Trees don't grow on money
I am sitting here thinking about an opportunity to make art slipping through your fingers. Maybe there is another way, but if so it hasn't presented itself. It sounds to me like the universe is offering you a gift. Listen to your instincts, as always.
" And the day came when the risk (it took) to remain tight in the bud was more painful than the risk it took to blossom." Anais Nin I just opened this Simple Abundance to read and this is the quote for June 18 (I'm behind). I thought it might help in your decision making. My husband is wishing you luck too- he's a fellow Libra and understands your weighing all the options. He's a stay put person but thinks- after I told him your saga- that going would be great!
Another thing to consider is that when we open ourselves up to new situations, uncomfortable as it is, all kinds of wonderful things can happen. We tend to imagine the worst but the opposite is possible. Who knows? You might meet the love of your life or have more art selling than you can imagine or...One of the things I love most about being alive is the serendipity of taking chances.
Keep it coming, you guys! I keep telling myself, you can't make room for the new until you let go of the old. I have been stuck in a holding pattern ever since I became a single parent back in 1993. Everything I did was to give my daughter as stable an upbringing as possible. I did manage to do that, despite a lot of obstacles with her dad and his mental health issues, and then her mental health and drug abuse issues. It took a great toll on me, and still has even though she is 24 years old now. I am tired of living this life I had to create for us in order to survive. It doesn't fit me anymore, and hasn't for a long time. I cannot kid myself any longer that I can be happy here continuing to do what I've been doing for so long.
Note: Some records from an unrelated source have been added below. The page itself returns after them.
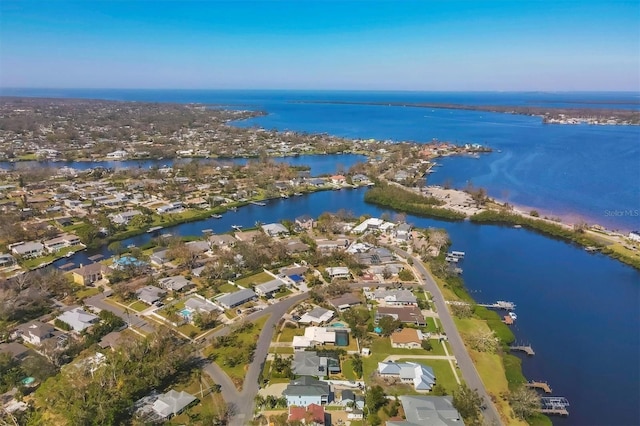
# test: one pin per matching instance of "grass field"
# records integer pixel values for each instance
(259, 278)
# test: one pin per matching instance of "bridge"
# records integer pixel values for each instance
(543, 386)
(554, 405)
(523, 348)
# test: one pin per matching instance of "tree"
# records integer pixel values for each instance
(525, 402)
(375, 399)
(483, 341)
(388, 325)
(468, 402)
(356, 363)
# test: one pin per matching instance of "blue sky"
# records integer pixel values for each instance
(363, 45)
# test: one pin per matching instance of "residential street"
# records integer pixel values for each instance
(469, 372)
(243, 402)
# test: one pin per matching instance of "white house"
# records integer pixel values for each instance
(306, 390)
(420, 376)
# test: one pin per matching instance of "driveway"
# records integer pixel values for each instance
(469, 372)
(243, 403)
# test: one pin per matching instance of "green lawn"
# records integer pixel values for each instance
(382, 345)
(442, 370)
(227, 288)
(288, 333)
(259, 278)
(87, 292)
(138, 306)
(242, 340)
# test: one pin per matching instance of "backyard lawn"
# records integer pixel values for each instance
(259, 278)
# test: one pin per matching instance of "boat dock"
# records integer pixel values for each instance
(554, 405)
(543, 386)
(523, 348)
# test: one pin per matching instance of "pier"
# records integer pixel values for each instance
(522, 348)
(554, 405)
(543, 386)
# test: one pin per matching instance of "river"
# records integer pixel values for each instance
(579, 311)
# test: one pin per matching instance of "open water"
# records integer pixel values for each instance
(580, 312)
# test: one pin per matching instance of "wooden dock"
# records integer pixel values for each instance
(543, 386)
(554, 405)
(522, 348)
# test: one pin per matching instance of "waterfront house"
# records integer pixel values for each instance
(338, 272)
(275, 229)
(86, 275)
(316, 316)
(175, 283)
(308, 363)
(312, 415)
(395, 297)
(420, 376)
(150, 294)
(28, 249)
(408, 338)
(35, 332)
(306, 390)
(78, 319)
(231, 300)
(423, 410)
(405, 314)
(269, 288)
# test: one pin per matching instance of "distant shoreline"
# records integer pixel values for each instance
(551, 115)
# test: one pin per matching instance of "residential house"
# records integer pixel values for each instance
(224, 240)
(29, 249)
(306, 390)
(314, 336)
(308, 363)
(269, 288)
(345, 301)
(172, 403)
(35, 332)
(275, 229)
(405, 314)
(86, 275)
(338, 272)
(6, 260)
(231, 300)
(175, 283)
(124, 218)
(408, 338)
(159, 257)
(420, 376)
(313, 415)
(395, 297)
(423, 410)
(78, 319)
(150, 294)
(316, 316)
(15, 350)
(200, 305)
(304, 222)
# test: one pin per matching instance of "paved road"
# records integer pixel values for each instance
(132, 318)
(469, 372)
(243, 402)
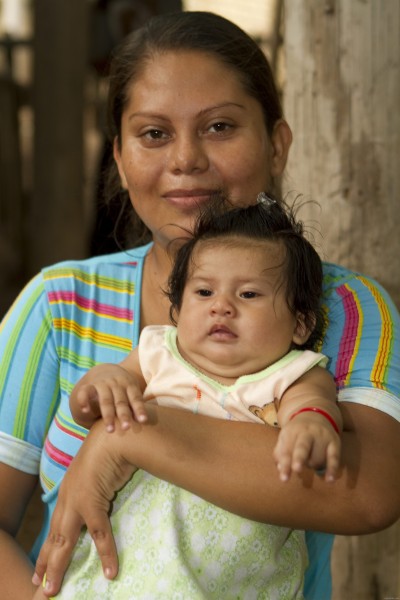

I just got home from talking to my financial guy. He helped me sort out some stuff, and doesn't think it is a terrible idea at all. The thing that scares me is how rigid in my thinking I have let myself become as I get older, and I don't want to be like that anymore. It isn't serving me well. And yes, this is all so incredibly uncomfortable and scary and exciting and...scary. But I have to remember, if it doesn't work out I can always do something else. I HAVE to be creative and flexible and take opportunities as they come. I used to be like that when I was younger. I think that life battered me around a lot and I really needed stability for a long time. But that time is up now, I really am free to do whatever I see fit for myself.
I wish I had someone offer me work that I would find meaningful and enjoyable in some sweet place.
For those of us without this opportunity, let me say: Take it!
My thoughts were to think about how much longer it will take to be done work forever if you take this job. Work at what you want for three years and then have to work forever to make up the shortfall? However, your post above about talking to your financial planner telling you that you were realistic changed my view.
I was concerned about this too. But the flip side is that when one is doing what they love retirement becomes a much less urgent goal. Also, moving to an artist colony, working in a gallery, making art, etc, will undoubtedly lead to other opportunities, be they full time, part time, being hired to make specific pieces or art for someone, Or whatever. It's certainly a big change, but I think the OP should do it. The realistic possibilities are just too good to pass up in my opinion.